Did Michael Jordan think it was as big?

Anthony: I think so because he told me -- I mean he saw it from the outside looking in. I did it, I did the incident, it happened and I don't see it being as big a deal. But he said he read the paper, he watched the TV (and) the news and my face is on every channel out there.

Now this is MJ now. What did he say to you? Because if he spoke to you and he was willing to tell you that, obviously he has some strong words of advice for you. What did he say?

Anthony: Well, the first thing he told me was to never let people know how you're feeling. If you got something to say to your teammates, never take it out on the court. Go to the locker room and then get at 'em -- get what's off your chest in the locker room, don't do it on the court. Then he told me just keep my head up, just put this incident in the past which I tried to do. But the more I tried to put it in the past, the more it got blown up.

When you think of Rookie of the Year candidates, it basically comes down to you and LeBron James. Are you concerned at all that this incident could be blown up to such a proportion that it could actually affect you capturing Rookie of the Year honors?

Anthony: Yes, I do believe that. I was just talking to somebody the other day about it. This little incident has been blown up so big that, I mean, I guess the Rookie of the Year award is slowly going down the ocean right now.

How cognizant are you about all the comparisons between you two guys? Is it that much of a competition in your eyes? You only play each other twice a year.

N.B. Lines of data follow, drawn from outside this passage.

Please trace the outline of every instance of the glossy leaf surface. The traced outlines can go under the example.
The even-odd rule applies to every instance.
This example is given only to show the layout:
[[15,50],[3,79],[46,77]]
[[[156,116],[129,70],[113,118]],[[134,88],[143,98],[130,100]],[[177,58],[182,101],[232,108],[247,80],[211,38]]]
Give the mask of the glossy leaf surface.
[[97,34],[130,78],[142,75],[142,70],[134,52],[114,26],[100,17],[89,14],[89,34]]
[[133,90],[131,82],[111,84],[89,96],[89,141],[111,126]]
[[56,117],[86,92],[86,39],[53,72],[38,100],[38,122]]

Anthony: I mean, I don't see why it's a big deal or a big competition. People say it's a rivalry. I don't see how it's a rivalry. We only play each other twice a year. Everywhere I go, people want to say LeBron's name to me. I get tired of hearing that name to be honest with you. Deep down inside, I want to explode like, "Please, don't say that name to me anymore. I don't want to hear his name." Not taking anything away from LeBron because me and LeBron are close. On his end, I know he gets tired of hearing my name too because everywhere we go we hear it.

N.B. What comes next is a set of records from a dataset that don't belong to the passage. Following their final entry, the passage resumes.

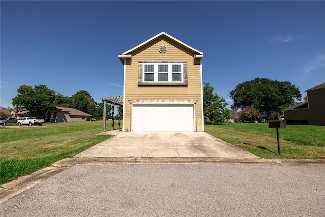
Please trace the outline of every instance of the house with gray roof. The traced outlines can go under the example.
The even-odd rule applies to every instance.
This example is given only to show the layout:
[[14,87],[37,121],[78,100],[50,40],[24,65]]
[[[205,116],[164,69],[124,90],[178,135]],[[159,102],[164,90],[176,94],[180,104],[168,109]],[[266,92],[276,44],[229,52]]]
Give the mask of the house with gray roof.
[[288,124],[325,125],[325,83],[305,91],[308,100],[283,110]]
[[30,115],[44,118],[45,122],[85,121],[92,115],[72,108],[53,106],[49,108],[44,114],[31,115],[30,111],[23,111],[16,114],[17,118],[23,118]]

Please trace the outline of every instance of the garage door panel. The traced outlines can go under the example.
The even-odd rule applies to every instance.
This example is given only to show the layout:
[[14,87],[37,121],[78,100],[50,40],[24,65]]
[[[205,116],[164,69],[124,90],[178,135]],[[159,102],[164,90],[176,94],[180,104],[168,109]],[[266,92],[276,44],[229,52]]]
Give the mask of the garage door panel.
[[132,130],[194,130],[194,106],[182,105],[133,105]]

Who was the first person you spoke to about it (the decision not to play) after the game once you realized that you were wrong about it? Who was the first person you reached out to?

Anthony: Nobody. I turned my phone off. I didn't want to talk to anybody. I called my mother; she didn't answer the phone. Then I got a call from her a week later. I got a message on my answering machine and she was like, "This is your mother, call me back Mr. Controversy," and I'm like, "What's going on?" Everybody calling me saying, "You're on every channel, every newspaper" and I'm like, "Over a little incident that I apologized to my team for and thought it was over?" ... That just goes to show you that any little thing can get blown up.